When we say “racism,” often white people mean racial bias, or prejudice which I have considered and acted upon: mean things I as an individual either said, or did against people of color. That’s why we often think or say, “but I’m not a racist.” We’re thinking of ourselves as individual agents. This idea can be extended to groups: think of fraternities singing racially offensive songs, sororities throwing “black face” parties, or uncles telling ugly racist jokes. If we reject those activities, we think we are not racist.
But actually racial bias runs deeper than conscious choice. Figuring out if I am this kind of racist is pretty easy: spend a few minutes taking Harvard Project Implicit tests on line and they’ll reveal our biases. After doing this, spend some weeks noticing my interactions, my thoughts, when I meet people of different races and genders. What are my assumptions?
Thinking about racism as acts of race prejudice ignores the presence of power and privilege. Wonder if you have privilege because of your race, or want to understand it? Take Peggy McIntosh’s “White Privilege: Unpacking the Invisible Knapsack” or watch her TEDx talk “How studying privilege systems can strengthen compassion”. But racism operates not only on an individual level, it’s also external, and institutional.
When white people came to this country, many of our families were given land – land taken from Native Americans and Latinos.

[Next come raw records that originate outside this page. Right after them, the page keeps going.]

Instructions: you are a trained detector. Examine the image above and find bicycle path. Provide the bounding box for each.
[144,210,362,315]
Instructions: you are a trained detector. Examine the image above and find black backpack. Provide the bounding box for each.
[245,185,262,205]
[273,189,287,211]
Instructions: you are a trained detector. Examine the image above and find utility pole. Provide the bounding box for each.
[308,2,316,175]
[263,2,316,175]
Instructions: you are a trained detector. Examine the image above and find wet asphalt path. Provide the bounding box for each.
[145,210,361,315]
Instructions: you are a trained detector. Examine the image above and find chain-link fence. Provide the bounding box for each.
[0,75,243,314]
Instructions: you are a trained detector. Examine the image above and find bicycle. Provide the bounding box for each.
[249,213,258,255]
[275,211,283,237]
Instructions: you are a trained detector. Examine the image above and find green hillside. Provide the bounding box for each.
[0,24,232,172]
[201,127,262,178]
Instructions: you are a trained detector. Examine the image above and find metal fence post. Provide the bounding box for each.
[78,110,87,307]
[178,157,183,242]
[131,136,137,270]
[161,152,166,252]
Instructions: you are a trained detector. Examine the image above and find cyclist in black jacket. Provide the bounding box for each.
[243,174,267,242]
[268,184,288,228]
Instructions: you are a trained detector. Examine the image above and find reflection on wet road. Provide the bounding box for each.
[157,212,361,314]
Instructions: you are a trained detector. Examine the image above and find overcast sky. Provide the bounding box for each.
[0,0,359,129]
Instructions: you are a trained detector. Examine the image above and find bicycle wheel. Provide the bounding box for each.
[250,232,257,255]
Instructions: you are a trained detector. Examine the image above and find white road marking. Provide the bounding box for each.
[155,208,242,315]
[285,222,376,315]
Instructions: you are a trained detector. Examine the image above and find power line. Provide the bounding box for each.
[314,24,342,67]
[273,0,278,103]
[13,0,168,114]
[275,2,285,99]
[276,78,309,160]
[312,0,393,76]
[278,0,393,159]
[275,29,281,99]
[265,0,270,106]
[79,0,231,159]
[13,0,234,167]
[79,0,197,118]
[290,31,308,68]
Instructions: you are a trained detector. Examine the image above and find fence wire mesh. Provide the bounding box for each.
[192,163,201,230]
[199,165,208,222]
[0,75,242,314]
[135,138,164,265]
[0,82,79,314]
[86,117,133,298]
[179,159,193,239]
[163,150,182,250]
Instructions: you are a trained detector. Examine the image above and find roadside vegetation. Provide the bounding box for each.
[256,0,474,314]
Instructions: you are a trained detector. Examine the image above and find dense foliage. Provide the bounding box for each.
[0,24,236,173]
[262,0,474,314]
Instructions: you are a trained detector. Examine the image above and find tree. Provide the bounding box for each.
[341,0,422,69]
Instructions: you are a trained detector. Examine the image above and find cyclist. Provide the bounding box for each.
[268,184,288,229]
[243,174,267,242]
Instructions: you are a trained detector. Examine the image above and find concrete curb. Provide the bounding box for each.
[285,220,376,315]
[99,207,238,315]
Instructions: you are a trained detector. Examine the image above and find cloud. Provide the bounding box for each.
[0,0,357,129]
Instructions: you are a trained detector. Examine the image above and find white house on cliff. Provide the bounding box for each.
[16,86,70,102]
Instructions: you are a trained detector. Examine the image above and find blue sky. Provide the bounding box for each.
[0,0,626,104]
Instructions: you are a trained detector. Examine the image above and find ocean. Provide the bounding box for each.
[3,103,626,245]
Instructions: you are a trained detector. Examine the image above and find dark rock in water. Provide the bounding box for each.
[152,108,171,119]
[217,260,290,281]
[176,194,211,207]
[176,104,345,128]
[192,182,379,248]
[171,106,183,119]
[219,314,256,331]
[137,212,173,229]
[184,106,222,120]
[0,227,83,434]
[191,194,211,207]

I went to high school in Texas and learned a historical narrative about the brave settlers (some of whom were my family members). In graduate school, I went across the border and visited a Mexican museum where I learned the other side of the story: about massacres, and systemic displacement. I looked at historical maps showing Mexican territory extending across most of modern Texas, the southwest and California (circa 1820-1840.) More than a century later, white veterans (yes, my uncles) got help with more education and a mortgage (through the G.I. bill), while Japanese Americans had their property systematically taken from them (look into Japanese internment). Sure, slavery is over, and the Chinese exclusion act overturned, but neither African Americans nor Chinese people received any financial or educational compensation for these systematic evils. These are only a few of the institutional and structural expressions of racism.
The systems which were historically created are now held together by simple structural arrangements like property taxes: our schools and their quality reflect the property values of our neighborhoods. Instead of slavery and Jim Crow laws, we now have the school-to-prison pipeline and mass incarceration.
So these days when I hear the word “racism” I translate “a system of racial inequity.” The clearest way to understand this is the spiral from World Trust “The system of racial inequity has internal and external components, as well as institutional and systematic. It’s held together by money and power and embedded in history, culture and identity.”